# Abandoned Hotel Resort complex Turkey



## tiptoe (Jul 28, 2014)

I do not know too much about this place other than it closed in 2012 when "the boss left" according to locals. It is possibly the most beautiful location for an abandoned resort.



SAM_0533 by jondoel, on Flickr



SAM_0482 by jondoel, on Flickr



SAM_0529 by jondoel, on Flickr



SAM_0519 by jondoel, on Flickr



SAM_0517 by jondoel, on Flickr



SAM_0516 by jondoel, on Flickr



SAM_0505 by jondoel, on Flickr



SAM_0504 by jondoel, on Flickr



SAM_0503 by jondoel, on Flickr



SAM_0501 by jondoel, on Flickr



SAM_0500 by jondoel, on Flickr



SAM_0498 by jondoel, on Flickr



SAM_0497 by jondoel, on Flickr



SAM_0496 by jondoel, on Flickr



SAM_0495 by jondoel, on Flickr



SAM_0481 by jondoel, on Flickr



SAM_0493 by jondoel, on Flickr


----------



## Stealthstar79 (Jul 28, 2014)

yes that is beautiful!
Thanks for sharing


----------



## night crawler (Jul 28, 2014)

Talk about just walking out. Make you wonder why? must have been a little goldmine


----------



## mockingbird (Jul 28, 2014)

WOW thats rather special, thanks for sharing this!


----------



## Silent Hill (Jul 28, 2014)

Despite it being derelict, I'm surprised the Germans haven't descended upon those sunbeds with their towels 

Nice find, and cracking 1st report. Hard to believe It's just been left. Were the hotel rooms all locked up?


----------



## King Al (Jul 28, 2014)

Great pics tiptoe, beautiful location for a prohobo holiday that!


----------



## UrbanX (Jul 28, 2014)

No way! When I saw the first few pics I thought you must have the wrong place! Shows how much climate is to blame / thank for decay! 
Wonderful shots cheers for sharing!


----------



## flyboys90 (Jul 28, 2014)

Amazing its just left dont think it will be long before nature reclaims it,thanks for sharing,


----------



## tiptoe (Jul 28, 2014)

Silent Hill that's the frustrating part. the front door was open to the lobby but my wife was doing her nut so I was forced to withdraw before tiptoeing in. You can see that the room windows are open so I bet the rooms were unlocked too. It's wide open for squatters but there is not a culture so much of that in Turkey probably because you can get locked up in a nanosecond.
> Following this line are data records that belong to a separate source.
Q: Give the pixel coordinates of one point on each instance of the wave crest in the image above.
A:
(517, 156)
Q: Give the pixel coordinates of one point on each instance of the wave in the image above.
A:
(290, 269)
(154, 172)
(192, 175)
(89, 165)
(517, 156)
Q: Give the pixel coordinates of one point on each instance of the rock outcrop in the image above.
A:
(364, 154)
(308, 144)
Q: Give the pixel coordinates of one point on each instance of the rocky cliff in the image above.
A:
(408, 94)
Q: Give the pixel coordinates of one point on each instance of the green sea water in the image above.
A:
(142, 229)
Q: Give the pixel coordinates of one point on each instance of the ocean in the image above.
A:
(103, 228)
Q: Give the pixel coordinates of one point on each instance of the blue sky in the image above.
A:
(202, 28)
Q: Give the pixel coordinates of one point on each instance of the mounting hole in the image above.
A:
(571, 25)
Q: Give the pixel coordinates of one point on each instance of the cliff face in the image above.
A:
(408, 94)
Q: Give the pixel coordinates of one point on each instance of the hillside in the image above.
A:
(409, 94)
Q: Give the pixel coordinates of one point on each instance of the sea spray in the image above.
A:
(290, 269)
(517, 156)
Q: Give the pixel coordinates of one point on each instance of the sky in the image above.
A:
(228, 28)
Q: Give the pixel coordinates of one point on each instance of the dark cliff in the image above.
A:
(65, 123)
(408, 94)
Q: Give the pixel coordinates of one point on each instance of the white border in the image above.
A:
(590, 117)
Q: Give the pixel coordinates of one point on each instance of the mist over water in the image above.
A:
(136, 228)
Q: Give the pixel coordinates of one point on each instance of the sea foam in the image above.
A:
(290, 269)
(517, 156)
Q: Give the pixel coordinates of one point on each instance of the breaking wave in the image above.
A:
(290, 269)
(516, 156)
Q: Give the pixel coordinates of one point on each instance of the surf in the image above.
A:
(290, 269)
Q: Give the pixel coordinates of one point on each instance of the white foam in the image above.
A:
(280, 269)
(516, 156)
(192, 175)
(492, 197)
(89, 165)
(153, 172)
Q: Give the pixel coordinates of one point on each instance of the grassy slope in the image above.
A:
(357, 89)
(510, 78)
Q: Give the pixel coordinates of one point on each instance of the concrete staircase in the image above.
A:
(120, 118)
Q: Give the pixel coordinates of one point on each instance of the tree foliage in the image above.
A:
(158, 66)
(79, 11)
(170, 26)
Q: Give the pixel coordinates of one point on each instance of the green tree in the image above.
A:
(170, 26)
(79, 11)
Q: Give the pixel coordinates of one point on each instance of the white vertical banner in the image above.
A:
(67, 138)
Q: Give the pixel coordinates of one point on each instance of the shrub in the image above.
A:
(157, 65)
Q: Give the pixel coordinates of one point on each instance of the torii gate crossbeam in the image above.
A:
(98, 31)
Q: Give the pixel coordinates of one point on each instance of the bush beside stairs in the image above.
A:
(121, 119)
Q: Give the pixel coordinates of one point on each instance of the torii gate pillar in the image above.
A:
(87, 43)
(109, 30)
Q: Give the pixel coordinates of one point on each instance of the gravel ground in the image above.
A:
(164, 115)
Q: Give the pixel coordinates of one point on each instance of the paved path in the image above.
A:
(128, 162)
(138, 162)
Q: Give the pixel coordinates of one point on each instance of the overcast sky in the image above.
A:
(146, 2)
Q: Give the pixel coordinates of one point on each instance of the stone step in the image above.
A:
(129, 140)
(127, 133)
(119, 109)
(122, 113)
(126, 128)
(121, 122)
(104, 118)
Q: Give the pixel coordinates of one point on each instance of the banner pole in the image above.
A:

By the way everywhere was marble, pool surrounds, terraces the lot.


SAM_0527 by jondoel, on Flickr


SAM_0521 by jondoel, on Flickr

Note guard on his way to have a word in my shell-like


SAM_0520 by jondoel, on Flickr


SAM_0528 by jondoel, on Flickr


SAM_0529 by jondoel, on Flickr


----------



## Stealthstar79 (Jul 28, 2014)

lol the wife was doing her nut!


----------



## silhouette.org (Jul 28, 2014)

Thats a fantastic report! What a place! What a project for someone... I'd put an offer in!


----------



## Whiteknight841 (Jul 28, 2014)

What a gem, one can hardly believe one's eyes with this place lol. Thank you


----------



## J_a_t_33 (Jul 29, 2014)

Ah madness! Nice pics!


----------



## Ace5150 (Jul 29, 2014)

Tiptoe is correct, Turks don't stand for any squatter/graffiti nonsense. You get caught......you can guess the rest!


----------



## lomewbartho (Aug 15, 2014)

Hey Guys me Lomew.Well i see the above pics and i think that's outstanding pics of Abandoned Hotel Resort like garden,pool,motel equipment etc.Thanks for sharing!!


----------



## rockfordstone (Aug 15, 2014)

these are awesome, again as people have said, really surprised it has been left


----------



## Paulytwotanks (Aug 15, 2014)

That must have been a fabulous explore. I posted a report of an abandoned holiday complex on here that I came accross in Malta and that was a weird, surreal experience. Your one is far more impressive though.


----------



## sjc150 (Aug 15, 2014)

this building/surrounding area looks really familiar! I went to Turkey a few years ago, and I went on a boat cruise. If it's the same building, it was only a shell when I saw it


----------



## forker67 (Aug 16, 2014)

The boss left????...WOW!


----------